Eight years on from the Jericho Forum identifying the phenomena of de-perimeterization, and the consequences of this on information security, it is more than a little discouraging how much of the security technology spend across the industry is still focused on network security controls, and how little is spent on application security and data-centric security controls.
A proper alignment of risk management and analysis with IT security spending can help individual organizations to drive towards the optimal security controls for their environment, based on their identified risks.
Some root causes of poorly aligned risk management and IT security spending and focus include:
- Failures to broadly assess risks and to create risk registers, so that significant risks are not overlooked
- Failures to do deep dive analysis of the most significant risks, to fully understand the probable frequency and probably impact of future loss
- Reliance on a “checklist compliance culture” identifying mandatory security controls (and blindly implementing them), frequently at the expense of a real risk-based approach to security
- Reliance on (and overspending on) perimeter security models and technologies, when the threat environment has moved on, perimeter security technologies are now stopping attacks, and application and data-centric security controls are needed to secure information.

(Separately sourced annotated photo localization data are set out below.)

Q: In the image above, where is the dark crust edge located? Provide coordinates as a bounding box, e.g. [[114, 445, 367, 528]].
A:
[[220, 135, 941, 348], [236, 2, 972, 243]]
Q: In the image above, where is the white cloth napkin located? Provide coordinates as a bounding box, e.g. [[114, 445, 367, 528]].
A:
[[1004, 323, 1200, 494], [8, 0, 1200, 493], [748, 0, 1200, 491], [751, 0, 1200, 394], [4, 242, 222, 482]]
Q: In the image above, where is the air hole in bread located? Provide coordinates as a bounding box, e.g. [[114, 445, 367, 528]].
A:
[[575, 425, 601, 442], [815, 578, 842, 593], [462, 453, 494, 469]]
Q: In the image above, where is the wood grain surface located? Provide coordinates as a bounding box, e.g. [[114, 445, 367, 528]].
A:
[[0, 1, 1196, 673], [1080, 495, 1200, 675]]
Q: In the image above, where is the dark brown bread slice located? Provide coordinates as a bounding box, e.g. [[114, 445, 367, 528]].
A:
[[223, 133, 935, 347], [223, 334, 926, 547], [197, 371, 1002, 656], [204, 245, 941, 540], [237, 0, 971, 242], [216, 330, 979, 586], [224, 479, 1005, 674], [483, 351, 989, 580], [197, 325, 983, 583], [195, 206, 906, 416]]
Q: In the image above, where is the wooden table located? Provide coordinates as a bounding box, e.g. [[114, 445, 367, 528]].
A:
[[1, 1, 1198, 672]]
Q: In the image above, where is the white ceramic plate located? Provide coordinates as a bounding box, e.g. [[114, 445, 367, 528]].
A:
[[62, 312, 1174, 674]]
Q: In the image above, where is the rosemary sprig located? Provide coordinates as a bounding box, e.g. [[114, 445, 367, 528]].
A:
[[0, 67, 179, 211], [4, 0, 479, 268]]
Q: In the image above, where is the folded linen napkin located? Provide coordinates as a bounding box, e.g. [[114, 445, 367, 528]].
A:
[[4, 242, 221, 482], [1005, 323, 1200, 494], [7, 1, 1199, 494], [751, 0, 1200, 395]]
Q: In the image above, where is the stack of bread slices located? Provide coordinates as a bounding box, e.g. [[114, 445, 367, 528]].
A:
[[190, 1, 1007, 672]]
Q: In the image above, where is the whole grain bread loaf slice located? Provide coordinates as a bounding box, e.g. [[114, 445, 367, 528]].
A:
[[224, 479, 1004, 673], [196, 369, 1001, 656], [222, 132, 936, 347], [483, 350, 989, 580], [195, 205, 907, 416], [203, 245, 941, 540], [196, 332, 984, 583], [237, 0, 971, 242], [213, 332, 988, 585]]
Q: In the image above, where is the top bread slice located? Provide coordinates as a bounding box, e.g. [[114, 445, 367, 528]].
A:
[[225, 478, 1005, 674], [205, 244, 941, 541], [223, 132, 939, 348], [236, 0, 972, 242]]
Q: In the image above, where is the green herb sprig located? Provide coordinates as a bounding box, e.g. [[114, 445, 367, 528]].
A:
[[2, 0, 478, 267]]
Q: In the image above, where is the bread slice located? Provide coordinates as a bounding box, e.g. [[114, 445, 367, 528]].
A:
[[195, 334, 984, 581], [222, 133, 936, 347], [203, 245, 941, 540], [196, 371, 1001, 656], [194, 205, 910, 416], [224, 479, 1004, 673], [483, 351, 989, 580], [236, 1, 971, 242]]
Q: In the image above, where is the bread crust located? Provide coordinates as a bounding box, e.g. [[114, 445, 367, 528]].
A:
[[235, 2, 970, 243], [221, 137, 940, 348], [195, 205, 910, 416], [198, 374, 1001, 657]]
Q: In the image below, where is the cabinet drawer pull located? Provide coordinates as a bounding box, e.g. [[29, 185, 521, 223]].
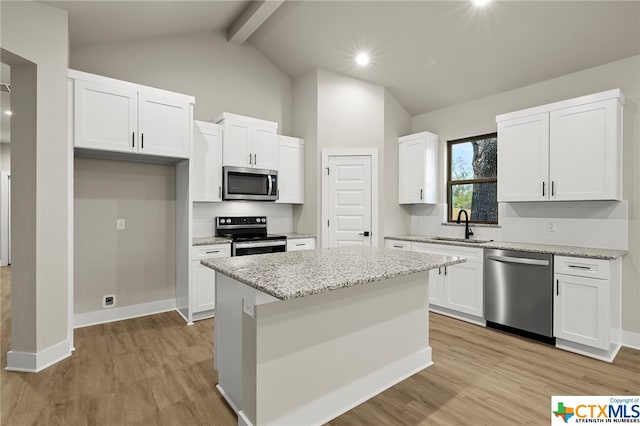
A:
[[295, 243, 305, 246], [393, 245, 404, 249], [568, 264, 591, 270], [206, 250, 221, 254]]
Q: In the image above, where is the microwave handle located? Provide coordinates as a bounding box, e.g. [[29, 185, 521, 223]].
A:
[[268, 174, 273, 196]]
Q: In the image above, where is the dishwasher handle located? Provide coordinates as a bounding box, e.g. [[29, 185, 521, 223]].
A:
[[486, 254, 550, 266]]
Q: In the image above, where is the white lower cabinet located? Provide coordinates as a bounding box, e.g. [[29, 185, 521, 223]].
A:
[[554, 256, 621, 361], [384, 239, 411, 251], [389, 240, 484, 323], [191, 244, 231, 319], [287, 237, 316, 252]]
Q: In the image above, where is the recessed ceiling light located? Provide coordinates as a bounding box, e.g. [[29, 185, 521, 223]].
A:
[[355, 52, 370, 67], [4, 110, 12, 116], [472, 0, 492, 7]]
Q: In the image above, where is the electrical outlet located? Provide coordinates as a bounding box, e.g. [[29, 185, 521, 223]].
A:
[[243, 300, 254, 318], [547, 221, 556, 232], [103, 294, 116, 308], [116, 218, 126, 230]]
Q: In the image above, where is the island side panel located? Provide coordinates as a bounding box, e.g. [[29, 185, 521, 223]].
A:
[[249, 271, 431, 426], [215, 273, 245, 413]]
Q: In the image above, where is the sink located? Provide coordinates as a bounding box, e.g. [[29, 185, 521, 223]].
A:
[[432, 237, 492, 244]]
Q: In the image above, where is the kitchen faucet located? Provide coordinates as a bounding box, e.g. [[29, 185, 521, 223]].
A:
[[456, 210, 474, 240]]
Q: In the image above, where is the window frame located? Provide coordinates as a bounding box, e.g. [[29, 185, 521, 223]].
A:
[[446, 132, 498, 225]]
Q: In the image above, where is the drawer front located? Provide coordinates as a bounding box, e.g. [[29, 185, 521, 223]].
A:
[[412, 242, 482, 262], [554, 256, 609, 279], [192, 244, 231, 260], [287, 238, 316, 252], [385, 239, 411, 251]]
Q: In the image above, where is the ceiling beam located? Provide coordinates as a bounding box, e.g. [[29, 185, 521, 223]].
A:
[[227, 0, 285, 45]]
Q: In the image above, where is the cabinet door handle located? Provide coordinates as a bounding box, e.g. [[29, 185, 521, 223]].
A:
[[249, 153, 252, 165], [254, 153, 257, 165], [542, 181, 545, 196], [420, 189, 423, 200], [444, 266, 447, 276], [219, 186, 222, 198], [551, 181, 555, 196], [556, 279, 559, 296], [141, 133, 144, 149], [132, 132, 135, 148], [438, 267, 442, 275]]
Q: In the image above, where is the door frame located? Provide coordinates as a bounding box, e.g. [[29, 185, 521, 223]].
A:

The security industry principle of “defense in depth” is too often forgotten in practice, as is the last line of defense (protecting the data with strong access controls and encryption).
- A continued over-reliance on preventive controls, without implementing detective controls, and reactive controls, to quickly spot and react to security issues, and limit the damage.
- Reliance on ineffective legacy risk models and frameworks that don’t quantify risk, leaving the business to try and understand H-M-L or Red-Yellow-Green risk rankings, which provide little help in understanding the magnitudeand impact of risks,and no means of evaluating the relative risk reduction of various mitigation options
- The “point in time” nature of risk analysis provides a further challenge in maintaining alignment with security. The fact is that the components comprising risk change over time, as threats change, the value of assets change, and control effectiveness changes. Moving risk management programs towards a “real time risk posture” should be a goal, while recognizing that this is a hard problem to solve.
Aligning risk management and analysis to security spending requires a strong risk management culture, and the use of a risk framework which produces useful results that can inform security spending.
The Open FAIR body of knowledge from The Open Group, comprising the Risk Taxonomy Standard (O-RT), and the Risk Analysis Standard (O-RA), facilitates risk analyses with quantified results, and allows for easier comparison of various risk mitigation options. Open FAIR also makes communication with business executives more straightforward, enabling discussions regarding risk and security spending to be grounded in probabilities, financial impact, and relative risk reduction for various security spending alternatives.